Realizing the value of family
Thor Kieser, his wife and their 8-year-old daughter live in a two-bedroom home in Golden. Kieser’s father-in-law recently immigrated from the Philippines and can’t afford a place of his own, so Grandpa sleeps on a mattress in the laundry room.
The living arrangement works well for 65-year-old Kieser, he said, because he gets the support he needs.
A few years ago, Kieser was diagnosed with stage 4 melanoma, which he overcame. Then, in 2022, he had a serious climbing accident in which he fell and broke 17 bones.
“It was one of those ‘barely survive’ situations,” Kieser said. “But I survived it, and here I am.”

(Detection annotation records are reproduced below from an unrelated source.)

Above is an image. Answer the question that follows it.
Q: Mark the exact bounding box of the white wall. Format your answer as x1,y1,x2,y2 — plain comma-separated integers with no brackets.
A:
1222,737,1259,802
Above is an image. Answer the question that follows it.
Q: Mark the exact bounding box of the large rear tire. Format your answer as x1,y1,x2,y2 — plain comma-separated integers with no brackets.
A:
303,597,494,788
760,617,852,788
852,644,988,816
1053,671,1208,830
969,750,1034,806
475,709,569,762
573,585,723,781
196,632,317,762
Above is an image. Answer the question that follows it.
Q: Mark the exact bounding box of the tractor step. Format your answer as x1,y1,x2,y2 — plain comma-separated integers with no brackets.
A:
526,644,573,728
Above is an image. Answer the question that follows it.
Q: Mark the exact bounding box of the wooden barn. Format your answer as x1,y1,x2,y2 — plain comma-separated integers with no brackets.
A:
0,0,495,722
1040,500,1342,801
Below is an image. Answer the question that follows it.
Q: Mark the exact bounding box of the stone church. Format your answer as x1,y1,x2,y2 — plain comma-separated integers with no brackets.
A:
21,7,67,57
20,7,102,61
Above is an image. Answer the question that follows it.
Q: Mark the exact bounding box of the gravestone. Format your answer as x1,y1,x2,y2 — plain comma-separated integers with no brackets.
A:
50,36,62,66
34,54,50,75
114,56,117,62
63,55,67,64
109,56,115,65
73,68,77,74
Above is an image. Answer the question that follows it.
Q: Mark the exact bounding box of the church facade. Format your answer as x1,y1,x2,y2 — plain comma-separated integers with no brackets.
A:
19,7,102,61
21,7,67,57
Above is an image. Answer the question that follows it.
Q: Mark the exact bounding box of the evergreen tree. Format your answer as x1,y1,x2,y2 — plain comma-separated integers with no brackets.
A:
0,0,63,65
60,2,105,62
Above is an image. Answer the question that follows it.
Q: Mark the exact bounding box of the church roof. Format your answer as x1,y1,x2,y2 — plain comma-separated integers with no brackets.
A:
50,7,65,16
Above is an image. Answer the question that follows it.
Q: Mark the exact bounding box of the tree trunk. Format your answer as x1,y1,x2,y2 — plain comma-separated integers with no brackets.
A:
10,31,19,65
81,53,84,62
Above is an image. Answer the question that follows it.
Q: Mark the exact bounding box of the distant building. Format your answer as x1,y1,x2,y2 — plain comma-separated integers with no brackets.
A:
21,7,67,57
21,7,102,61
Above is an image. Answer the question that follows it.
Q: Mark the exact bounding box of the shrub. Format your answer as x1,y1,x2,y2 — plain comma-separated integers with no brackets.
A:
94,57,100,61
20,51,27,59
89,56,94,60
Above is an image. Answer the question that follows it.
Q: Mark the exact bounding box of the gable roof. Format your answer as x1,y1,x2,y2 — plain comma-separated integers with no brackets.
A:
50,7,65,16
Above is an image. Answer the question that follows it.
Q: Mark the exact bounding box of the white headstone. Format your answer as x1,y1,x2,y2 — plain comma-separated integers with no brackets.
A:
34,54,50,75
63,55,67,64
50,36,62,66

Kieser’s accident resulted in health problems that impacted his mobility and ability to work. He uses a walker to get around and needs assistance getting to and from a slew of medical and physical therapy appointments.
Grandpa takes his granddaughter to elementary school in the morning. He drives Kieser to his oncology appointments, gastroenterologist and physical therapy sessions, and helps around the house while Kieser’s wife works as a certified nursing assistant during the day.

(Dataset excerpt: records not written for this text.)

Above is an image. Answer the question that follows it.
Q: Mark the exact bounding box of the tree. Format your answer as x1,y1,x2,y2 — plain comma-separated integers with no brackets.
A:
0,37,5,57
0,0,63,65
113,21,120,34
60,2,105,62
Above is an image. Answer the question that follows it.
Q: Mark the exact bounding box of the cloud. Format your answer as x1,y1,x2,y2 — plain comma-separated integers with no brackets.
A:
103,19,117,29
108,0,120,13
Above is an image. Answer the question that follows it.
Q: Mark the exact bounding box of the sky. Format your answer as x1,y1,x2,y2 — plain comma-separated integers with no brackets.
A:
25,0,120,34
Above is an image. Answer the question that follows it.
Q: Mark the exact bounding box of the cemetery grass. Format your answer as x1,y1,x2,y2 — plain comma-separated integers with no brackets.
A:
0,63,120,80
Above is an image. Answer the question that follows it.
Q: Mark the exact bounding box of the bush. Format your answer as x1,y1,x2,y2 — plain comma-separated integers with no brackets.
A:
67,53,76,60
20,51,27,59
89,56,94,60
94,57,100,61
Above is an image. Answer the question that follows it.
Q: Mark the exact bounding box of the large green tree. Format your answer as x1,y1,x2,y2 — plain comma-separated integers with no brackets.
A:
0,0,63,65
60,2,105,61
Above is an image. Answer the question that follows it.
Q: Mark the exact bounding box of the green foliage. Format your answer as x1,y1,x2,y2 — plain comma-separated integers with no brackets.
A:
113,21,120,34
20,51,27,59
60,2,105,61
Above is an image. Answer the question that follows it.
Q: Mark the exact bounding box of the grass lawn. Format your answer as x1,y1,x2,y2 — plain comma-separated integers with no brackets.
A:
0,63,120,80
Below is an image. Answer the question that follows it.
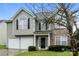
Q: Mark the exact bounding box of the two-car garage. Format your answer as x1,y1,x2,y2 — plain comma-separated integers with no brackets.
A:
8,36,33,49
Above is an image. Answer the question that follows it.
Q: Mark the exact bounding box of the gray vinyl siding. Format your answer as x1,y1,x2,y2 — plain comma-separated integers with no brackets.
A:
0,21,7,45
12,11,35,35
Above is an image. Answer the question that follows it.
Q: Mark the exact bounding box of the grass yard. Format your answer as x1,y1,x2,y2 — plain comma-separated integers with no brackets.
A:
17,51,75,56
0,45,7,49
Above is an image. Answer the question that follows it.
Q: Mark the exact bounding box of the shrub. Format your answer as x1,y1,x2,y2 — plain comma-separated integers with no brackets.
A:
28,46,36,51
48,45,70,51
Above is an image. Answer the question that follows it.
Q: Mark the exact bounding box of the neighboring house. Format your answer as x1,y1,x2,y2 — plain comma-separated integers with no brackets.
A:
0,9,69,50
0,20,7,45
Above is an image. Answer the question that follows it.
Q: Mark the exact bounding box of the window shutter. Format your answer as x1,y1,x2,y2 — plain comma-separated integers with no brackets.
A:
28,18,30,29
39,22,41,30
16,19,18,30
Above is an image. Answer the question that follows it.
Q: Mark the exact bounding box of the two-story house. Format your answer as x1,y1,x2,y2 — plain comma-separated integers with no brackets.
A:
0,9,69,50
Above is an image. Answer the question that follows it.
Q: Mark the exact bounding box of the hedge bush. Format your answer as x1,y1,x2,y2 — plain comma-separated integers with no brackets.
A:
48,45,71,51
28,46,36,51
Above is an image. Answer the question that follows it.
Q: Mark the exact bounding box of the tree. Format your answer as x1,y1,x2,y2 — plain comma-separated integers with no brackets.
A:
25,3,79,56
49,3,79,56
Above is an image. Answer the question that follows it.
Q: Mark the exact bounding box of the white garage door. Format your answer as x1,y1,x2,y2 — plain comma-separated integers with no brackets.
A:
8,36,33,49
8,38,19,49
21,37,33,49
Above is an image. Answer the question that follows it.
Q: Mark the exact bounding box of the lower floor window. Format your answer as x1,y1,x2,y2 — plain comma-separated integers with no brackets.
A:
55,36,68,45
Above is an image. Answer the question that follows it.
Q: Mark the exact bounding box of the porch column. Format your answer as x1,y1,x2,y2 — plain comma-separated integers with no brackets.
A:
48,34,50,46
33,34,36,46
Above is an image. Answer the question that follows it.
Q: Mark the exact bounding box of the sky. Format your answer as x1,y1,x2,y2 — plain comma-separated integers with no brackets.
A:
0,3,32,20
0,3,79,20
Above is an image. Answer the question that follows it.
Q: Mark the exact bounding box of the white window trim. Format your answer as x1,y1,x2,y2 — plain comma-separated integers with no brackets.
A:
55,35,68,45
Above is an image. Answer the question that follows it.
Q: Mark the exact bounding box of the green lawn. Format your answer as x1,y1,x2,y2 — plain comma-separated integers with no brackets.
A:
17,51,76,56
0,45,7,49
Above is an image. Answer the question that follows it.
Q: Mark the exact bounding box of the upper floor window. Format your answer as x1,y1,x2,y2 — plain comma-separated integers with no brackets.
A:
18,18,27,29
39,22,41,30
28,18,30,29
55,36,68,45
55,23,65,29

“It works out for us because I need that helping hand,” Kieser said.
Caregiving is a big reason why families are choosing to move in together, Butts said.
The mission of Generations United, the organization Butts leads, centers on improving the lives of kids and elders through intergenerational collaborations, public policies and programs.
During the pandemic, she said, families came together to support each other amid the stresses of a new frontier. Families found that caregiving — whether for children or aging parents — became easier with more people in the home. Incomes could be pooled for more affordable rents. Elderly folks at risk of isolation were around loved ones.
“We need to change our mindset and realize there is great value and importance in families staying together,” Butts said.
“We all help with something”
Many cultures already have adopted this mindset, Butts said.
Multigenerational living is rising partly because the demographic groups comprising most of the recent U.S. population growth — including Asian, Black, Hispanic and foreign-born people — are more likely to live with multiple generations, according to Pew Research.
Diana Cobos Ocaña, 47, lives with her husband, their 12- and 14-year-old children, and her 87-year-old widowed mother in their Morrison home.
Cobos Ocaña grew up in Colombia, where she said it’s not traditional to put elders in nursing homes.
“Besides, she is a great help,” Cobos Ocaña said. “Our kids love having Abuelita” — Spanish for Grandma — “at home, and they are required to speak Spanish to her and teach her English expressions, so that’s another way to preserve our language.”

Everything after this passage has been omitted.